After the old factory was demolished in late 2016, Sissons came up with the idea to build a park on the site and construction began in 2017. Initially intended to open in late 2017, vandalism caused some early delays but getting the grass to grow proved more difficult. “We had some terrible, terrible dry conditions and when you are trying to get grass to grow you need some luck with that. Aside from that it was timing, we didn’t want to do the opening during the winter,” commented Sissons.
It was hoped to have the opening last year and the ceremony was all planned but had to be cancelled due to COVID. “I was getting the feeling that people were not sure it was actually open, so we thought we’d better do some sort of ceremony and today I’m really happy to see the event taking place,” said Sissons.
Starting off the event was Piper Major Eric Kean, who played at the top of the knoll while everyone gathered in front of the stage area. Once gathered, Sissons welcomed everyone and gave a history of the brick industry in Redcliff. Ron Mason, music teacher in Redcliff, took the stage next and preformed a song he composed called 97 Years. Next, was the cutting of the ribbon, with Malcolm and Graham Sissons holding either end, Mayor Dwight Kilpatrick taking control of the scissors and Clayton Sissons gave the official dedication.
One of the last bricks made by I-XL was presented to Mayor Kilpatrick, who talked about how enduring bricks are but also expensive and it was a misfortune of the modern world that such items are no longer economically feasible.
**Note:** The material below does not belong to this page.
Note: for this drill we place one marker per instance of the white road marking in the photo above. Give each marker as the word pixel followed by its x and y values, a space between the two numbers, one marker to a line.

Before thanking everyone for attending, the Mayor presented Malcolm Sissons with a framed photo of a picture he took of the site.
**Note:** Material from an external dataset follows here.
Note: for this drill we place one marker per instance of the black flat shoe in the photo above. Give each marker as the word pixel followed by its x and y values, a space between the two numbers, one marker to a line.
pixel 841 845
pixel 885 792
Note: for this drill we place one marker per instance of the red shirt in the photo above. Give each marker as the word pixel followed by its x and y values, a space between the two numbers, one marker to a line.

The I-XL Brick Plant, formerly Redcliff Pressed Brick Company, was a large part of the Redcliff Community. Co-founded in 1912 by the paternal grandfather and great-grandfather of Malcolm Sissons, it was the original plant owned by his family. In 2004, the company decided to consolidate their operations onto a single site and closed the plant. Sissons explained, “Brick sales were declining, and the Alberta Government was getting pretty strict about what they called workplace accidents, with pulled muscles qualifying in that category. It meant we couldn’t keep having guys do manual labour, so we had to come up with a new system, which required lots of automation and we decided to use the plant in Medicine Hat.”
A fenced park with access from Mitchell Street, the park will be both an educational and leisure area with a large mural making a stage area for events to be held. Completed in 2019, James Marshall, who also attended the opening ceremony, “was the artist and I was actually the brick layer for it. Then Al Diller, who was the former Plant Superintendent, was the helper,” said Sissons.
The idea for the mural was not part of the original plan for the park. Sissons explained, “we always thought of a stage area and the idea of a mural evolved and Jim did up his design, which I liked. The knoll in front of the mural covers up the old kilns, which are still intact under the ground. The idea is you could have events on the stage and people can sit on the grass and because of the slight rise there would be a good view.”
Already transferred to the Town of Redcliff, the park was built to be as low maintenance as possible. At the time of the opening, the only missing feature were garbage cans. Sissons was aware of this oversight and said it should be rectified soon.